How can we make it easier for forum users to subscribe to the content they care about?

  • Knime: I was not able to sign up because their registration page seems broken to me, because I am apparently supposed to solve a non-existent Captcha (both with Firefox and Chromium)
  • Figma: they seem to be using a SSO at figma.com. When registring to that SSO, I am given the option to sign up for the mailing list by ticking a checkbox. It seems like a pretty great UX to me, but it's unclear if we'd be able to do the same with vanilla Discourse though.
  • NextCloud: when signing up the experience looks pretty much identical to the one we currently have. The mailing list mode is not enabled by default. But there is one notable difference: as a new user, I am automatically subscribed to the "Release" category.

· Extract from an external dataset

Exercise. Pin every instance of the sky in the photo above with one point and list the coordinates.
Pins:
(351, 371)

This means that out of the box, I will get an email for each new release of NextCloud.
  • Eve online: I tried to sign up but accessing the forum apparently requires having a "character" in the game, and I think downloading the game for the purpose of creating a character to test the forum could be endangering my productivity, so I hope you understand that I stopped the experiment there
  • MetaMask: they seem to be using the default settings, with the weekly summary of activity. I could not find any category that I am automatically subscribed to.

Proposal

I think it'd be worth trying out some of those alternate settings before we give up on Discourse. I am interested in the following measures:

  • Adopting Knime's, Eve Online's or Metamask's landing page format
  • Adding some "default navigation categories" like most other Discourse forums use, to promote important categories and hide more internal ones
  • Adopting NextCloud's use of the automatic subscription for select categories. I think we could do that for some low-traffic announcements category, but perhaps it's even concievable to add the Support category by default as well, to get closer to the "user mailing list"
    feeling?

If there is enthusiasm for trying some of those, I could do more research to figure out how to enable those settings.

There are other features that could be worth adopting. For instance, Figma seems to be using some sort of plugin which lets people vote for feature requests and display the number of votes in the list of topics. I think that could be fitting for OpenRefine too.